B.C. woman receives long-term supply of life-saving drug — but vows to fight for coverage for all

Lilia Zaharieva was sitting in a Victoria restaurant having "the world's saddest happy hour" when she received an email that changed her life.

'I have the energy to fight for more than just my life'

Zaharieva at a rally in December. (Lilia Zaharieva/Facebook)

Lilia Zaharieva was sitting in a Victoria restaurant having "the world's saddest happy hour" when she received an email that changed her life.

Just that morning, the 31-year-old had started a "drug diet," cutting one of her life-saving pills in half in the hopes she could wean herself off her cystic fibrosis medication — or at least make her supply last a little longer.

When, in September 2017 she lost her coverage for Orkambi  — a little pink pill that costs $250,000 per year — she said she felt like she was "living on borrowed time." 

She campaigned for B.C. Health Minister Adrian Dix to make the drug publicly available through PharmaCare, and lived week to week, depending on donations to buy her own supply.

'I might not die anymore'

But her funds and energy were running low.

Then, just like that, her pharmacy told her that Vertex, the company that manufactures Orkambi, had decided to provide her with a long-term supply of the drug, under a so-called "compassionate coverage" program.

"I was dying, then I got the medication I needed, but then I lost it, then I was fighting the government for it, but now I have it again and so I might not die anymore," she frantically told a stunned server, who hurriedly sent over a bottle of champagne, on the house.

Zaharieva said she's elated to now be receiving the drug. For the first time, the University of Victoria graduate can plan to be a bridesmaid in her best friend's wedding, and present her academic research at a conference in May.

But with that overwhelming relief also comes a kind of survivor's guilt — the compassionate coverage she's been granted does nothing for others in B.C. living with rare diseases like cystic fibrosis, who are unable to access the live-saving drugs they need.

"Now I feel like I'm the last one standing,"​ she said.

Health Canada has approved Orkambi for use in Canada. However, individual provinces decide if they will cover the drug. (Vertex/ORKAMBI)

Hungry for air

To be eligible for Vertex's "compassionate coverage" program, patients have to fit a set of criteria decided by the manufacturer. 

Previously, patients were required to have less than 40 per cent lung function, a healthy liver function, and could never previously have had coverage for Orkambi.

With just 37 per cent lung function, Zaharieva met all the medical criteria necessary for the program. But because she'd previously received coverage under her student health plan before it was abruptly cancelled, she didn't qualify for the program.

She learned she's now been given coverage because Vertex axed the rule that stated patients could not previously have been covered.

But other patients who either experience complications with their liver or have slightly higher lung function find themselves in the position Zaharieva was in just days ago, depending on donations to fund their medication, or simply going without it, and facing the possibility of total lung collapse.

Coverage approval process

Health Canada has approved Orkambi for use in Canada. However, individual provinces decide if they will cover the drug.

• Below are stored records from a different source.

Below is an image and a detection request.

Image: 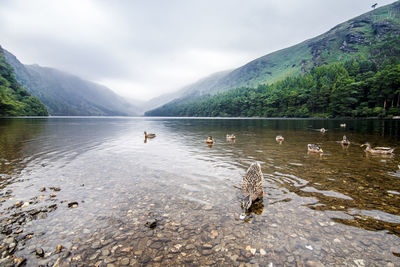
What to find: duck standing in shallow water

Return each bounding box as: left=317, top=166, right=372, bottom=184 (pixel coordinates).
left=307, top=144, right=324, bottom=153
left=340, top=135, right=350, bottom=146
left=240, top=162, right=264, bottom=219
left=206, top=136, right=214, bottom=145
left=361, top=142, right=394, bottom=155
left=144, top=131, right=156, bottom=139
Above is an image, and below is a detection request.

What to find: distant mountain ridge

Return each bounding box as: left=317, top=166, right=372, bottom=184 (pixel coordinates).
left=145, top=1, right=400, bottom=116
left=4, top=50, right=139, bottom=116
left=0, top=46, right=48, bottom=116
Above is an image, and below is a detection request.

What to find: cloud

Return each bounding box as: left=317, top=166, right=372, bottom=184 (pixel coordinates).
left=0, top=0, right=393, bottom=99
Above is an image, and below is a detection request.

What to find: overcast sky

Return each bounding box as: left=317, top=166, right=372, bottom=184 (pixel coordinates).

B.C. relies on the recommendations of two committees: the national Common Drug Review and B.C.'s Drug Benefit Council. Both those committees have chosen not to recommend Orkambi for provincial coverage.

Decisions about funding for rare disease drugs are made based on cost effectiveness and clinical results, which can be hard to prove when there are so few patients using them.

Vertex is currently in the process of resubmitting additional clinical data to support the drug's effectiveness.

Zaharieva said B.C. needs to come up with a policy framework that accounts for funding expensive drugs that are used by a small portion of the population — and that she won't give up her advocacy work until all cystic fibrosis patients are covered.

"The feeling of being hungry for air is horrible. This access is a matter of principle to me," she said.

"I have the energy to fight for more than just my life and I have the breath to march for the things that matter."